The Need for Cognitive Closure in Artworks -Blog 2

Process documentation

During my experimentation, I decided to document what was happening in my life.


Photograms and negatives.

In this method, I incorporated a camera-less technique called photogram to my negative, which was the projection by the enlarger onto my light-sensitive paper. A photogram is a light sensitive process, playing with exposures. To create a photogram, one needs to collect opaque objects and place them on light-sensitive photo paper in a dark room and then expose it to light. The light- sensitive photograph is then placed into the developer. The materials used to create this, were sugar and flour.

I first tried it with sugar. As sugar is quite translucent, light went through the paper, creating a blurred image effect to the parts where the sugar had contact with the paper.

I then tried the same technique with flour.

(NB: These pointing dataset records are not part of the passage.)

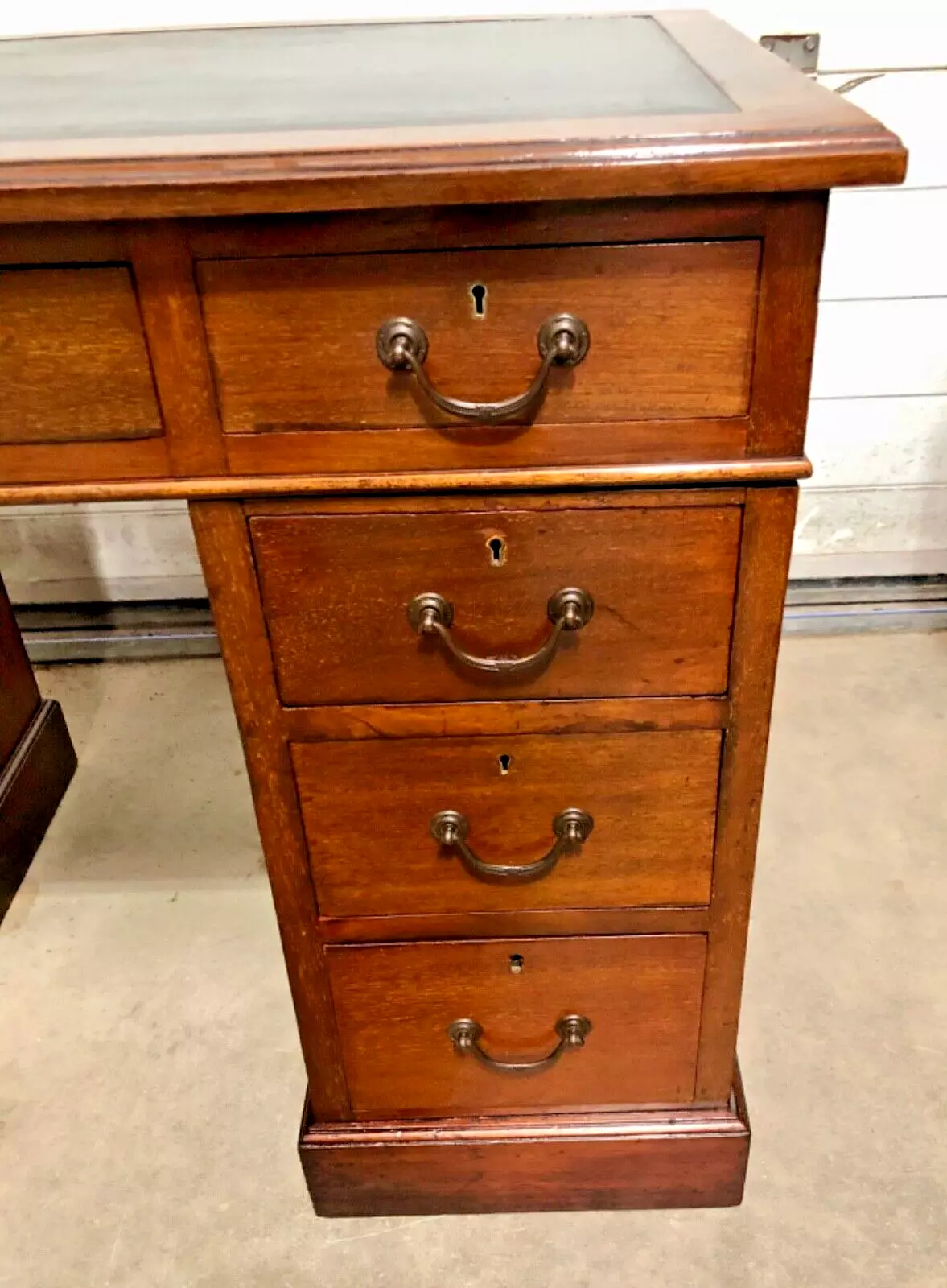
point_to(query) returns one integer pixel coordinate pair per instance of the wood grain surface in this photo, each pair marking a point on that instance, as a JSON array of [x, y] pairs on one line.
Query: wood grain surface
[[394, 1004], [367, 808], [529, 1163], [786, 134], [336, 590], [670, 335], [72, 357]]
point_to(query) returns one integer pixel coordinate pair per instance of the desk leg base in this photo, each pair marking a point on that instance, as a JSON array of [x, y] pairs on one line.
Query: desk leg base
[[545, 1163], [31, 786]]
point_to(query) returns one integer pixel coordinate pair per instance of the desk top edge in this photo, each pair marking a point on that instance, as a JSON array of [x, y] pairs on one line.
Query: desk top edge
[[779, 133]]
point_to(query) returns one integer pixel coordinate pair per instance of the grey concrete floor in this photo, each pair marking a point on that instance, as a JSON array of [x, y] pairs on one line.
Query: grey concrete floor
[[150, 1073]]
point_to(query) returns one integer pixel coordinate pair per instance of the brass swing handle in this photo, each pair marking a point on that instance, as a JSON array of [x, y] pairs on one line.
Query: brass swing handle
[[571, 1032], [562, 341], [569, 609], [571, 828]]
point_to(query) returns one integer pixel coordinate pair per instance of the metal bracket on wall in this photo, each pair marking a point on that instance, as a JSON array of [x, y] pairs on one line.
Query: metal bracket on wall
[[798, 51]]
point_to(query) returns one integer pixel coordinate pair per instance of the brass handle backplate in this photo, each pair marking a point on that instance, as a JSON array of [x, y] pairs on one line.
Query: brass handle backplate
[[571, 828], [571, 1032], [562, 341], [569, 609]]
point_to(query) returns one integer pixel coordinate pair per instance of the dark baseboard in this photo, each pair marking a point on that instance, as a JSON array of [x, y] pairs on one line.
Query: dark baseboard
[[31, 786]]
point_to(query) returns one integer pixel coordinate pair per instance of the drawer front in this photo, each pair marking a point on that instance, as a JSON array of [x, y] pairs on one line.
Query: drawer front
[[394, 1005], [73, 364], [670, 325], [336, 592], [369, 808]]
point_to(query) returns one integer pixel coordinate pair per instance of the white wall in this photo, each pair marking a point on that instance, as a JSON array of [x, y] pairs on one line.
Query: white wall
[[878, 431]]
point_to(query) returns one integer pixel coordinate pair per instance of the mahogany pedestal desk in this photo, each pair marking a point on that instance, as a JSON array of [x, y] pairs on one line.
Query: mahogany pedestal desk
[[481, 352]]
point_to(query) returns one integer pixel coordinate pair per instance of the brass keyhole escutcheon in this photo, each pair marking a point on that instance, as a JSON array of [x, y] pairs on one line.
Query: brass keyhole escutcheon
[[478, 293]]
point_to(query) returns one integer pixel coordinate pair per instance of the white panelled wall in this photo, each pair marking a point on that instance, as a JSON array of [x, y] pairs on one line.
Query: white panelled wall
[[878, 425]]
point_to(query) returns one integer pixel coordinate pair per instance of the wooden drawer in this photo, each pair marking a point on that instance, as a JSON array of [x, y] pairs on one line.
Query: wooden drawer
[[394, 1005], [367, 808], [336, 589], [72, 357], [672, 336]]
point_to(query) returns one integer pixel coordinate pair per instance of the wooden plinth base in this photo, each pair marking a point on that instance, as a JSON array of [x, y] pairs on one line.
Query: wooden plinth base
[[546, 1163], [31, 786]]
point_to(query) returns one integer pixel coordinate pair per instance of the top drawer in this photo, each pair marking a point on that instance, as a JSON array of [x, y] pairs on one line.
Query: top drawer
[[670, 328]]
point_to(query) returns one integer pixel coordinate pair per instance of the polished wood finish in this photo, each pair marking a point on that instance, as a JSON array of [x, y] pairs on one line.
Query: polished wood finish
[[367, 809], [764, 571], [394, 1004], [663, 583], [788, 134], [223, 259], [34, 463], [227, 560], [670, 326], [72, 357], [36, 759], [560, 1162]]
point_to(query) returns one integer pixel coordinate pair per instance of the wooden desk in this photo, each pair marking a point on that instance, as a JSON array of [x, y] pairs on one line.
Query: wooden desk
[[483, 354]]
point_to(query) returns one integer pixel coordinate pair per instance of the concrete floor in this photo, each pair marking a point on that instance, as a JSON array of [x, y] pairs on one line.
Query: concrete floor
[[150, 1075]]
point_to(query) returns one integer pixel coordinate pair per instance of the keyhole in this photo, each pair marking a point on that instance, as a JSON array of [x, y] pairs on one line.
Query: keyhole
[[479, 296]]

Since flour is completely opaque, where the flour was placed, no light hit the paper, thus resulting in a complete white area.

After trying out the two above techniques, I then decided to combine them, which resulted in a shading effect incorporating blank, blurred and clear sections.

All these experiments worked well masking certain parts, resulting in blank spaces for the brain to fill in.


The next process was to experiment with chemicals, such as house detergents. This did not work out, as I did not like the aesthetic.

After experimenting, I felt that the sugar and the flour technique gave the best results and would be a good technique to use in my final work. During my experimentation phase, during a live class, I took an image of a model posing. By hiding half the figure, the image seemed to intrigue people, and they were curious to find out what the missing part looked like. The human body is something people can relate to. By creating blank spaces, one urges people to fill in the missing spaces due to curiosity.